The sequence of CDKN2BAS gene is so long that it will be very difficult to find the exact loci associated with IA. Rs6475604, rs1333040, rs10757272 associated with IA come from GWAS mostly, these loci are not for more research, and lack of functional studies. IA is a complex genetic disease, the interaction between genes and genes as racial differences will affect the results of our study. CDKN2BAS belongs to long noncoding RNA(lncRNA) and affects the surrounding gene expression indirectly play a role in the disease, Bai Y research results show that CDKN2BAS can regulate the expression of CARD8 level, which affects the progress of atherosclerosis, compare the RNA in aneurysm tissue and normal cerebrovascular, hundreds of lncRNA exists differences, we can’t help but question: would CDKN2BAS cause IA formation? Or CDKN2BAS associated with IA could be caused by other lncRNA [2, 15, 19].

The current generally accepted IA is the result of the dual role of genetic and environmental factors, screening finds a large number of genes associated with IA, but these genes effect on IA is too low, thus known that the influence of environmental factors on the disease may be greater, CDKN2BAS gene polymorphism correlated with IA in other population, but has nothing to do with the Chinese people, there is a hypothesis: the environment makes IA more susceptible to CDKN2BAS in other population, although rs3217992, rs974336, rs3217986 and rs1063192 are the highest mutation rate loci of CDKN2BAS gene in Chinese population, influenced by environmental factors, they without associated with IA [11].

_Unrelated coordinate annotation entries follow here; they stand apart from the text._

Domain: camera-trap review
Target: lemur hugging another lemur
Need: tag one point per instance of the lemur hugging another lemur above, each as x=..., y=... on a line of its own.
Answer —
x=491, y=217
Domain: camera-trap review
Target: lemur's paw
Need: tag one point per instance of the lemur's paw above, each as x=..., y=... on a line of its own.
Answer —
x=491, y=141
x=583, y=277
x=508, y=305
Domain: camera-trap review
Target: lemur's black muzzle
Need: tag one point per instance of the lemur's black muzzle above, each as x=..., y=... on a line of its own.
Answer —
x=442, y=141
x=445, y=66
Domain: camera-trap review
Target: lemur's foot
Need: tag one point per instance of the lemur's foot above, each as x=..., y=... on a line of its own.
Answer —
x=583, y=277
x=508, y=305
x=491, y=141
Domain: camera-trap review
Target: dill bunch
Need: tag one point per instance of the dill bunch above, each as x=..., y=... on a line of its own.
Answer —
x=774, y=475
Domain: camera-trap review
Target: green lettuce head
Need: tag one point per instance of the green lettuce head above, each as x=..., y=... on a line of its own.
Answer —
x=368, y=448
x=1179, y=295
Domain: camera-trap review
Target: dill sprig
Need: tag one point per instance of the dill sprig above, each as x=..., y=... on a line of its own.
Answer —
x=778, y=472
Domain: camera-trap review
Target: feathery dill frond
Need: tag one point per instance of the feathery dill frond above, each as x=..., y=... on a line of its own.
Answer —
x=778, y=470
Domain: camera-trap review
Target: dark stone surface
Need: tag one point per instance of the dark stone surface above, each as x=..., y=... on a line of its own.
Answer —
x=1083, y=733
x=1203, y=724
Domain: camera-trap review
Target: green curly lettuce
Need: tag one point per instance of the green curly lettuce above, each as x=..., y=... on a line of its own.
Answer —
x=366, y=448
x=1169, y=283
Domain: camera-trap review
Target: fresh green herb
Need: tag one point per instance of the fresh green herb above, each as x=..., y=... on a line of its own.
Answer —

In addition to the above mentioned several assumptions, our study associated with the degree and distribution of linkage disequilibrium [1]. Research work in susceptibility genes of IA did not make substantive progress, scholars have been staying at the screening level, but many of genes repeatability is poor, the author considers not all IA are related to gene mutation, genetic, environmental and perhaps many other factors involved in the IA progress, it needs us to further research.

Conclusions

Our study showed that CDKN2BAS polymorphism might be associated with intracranial aneurysms in Chinese population. Additional studies are needed to confirm our finding.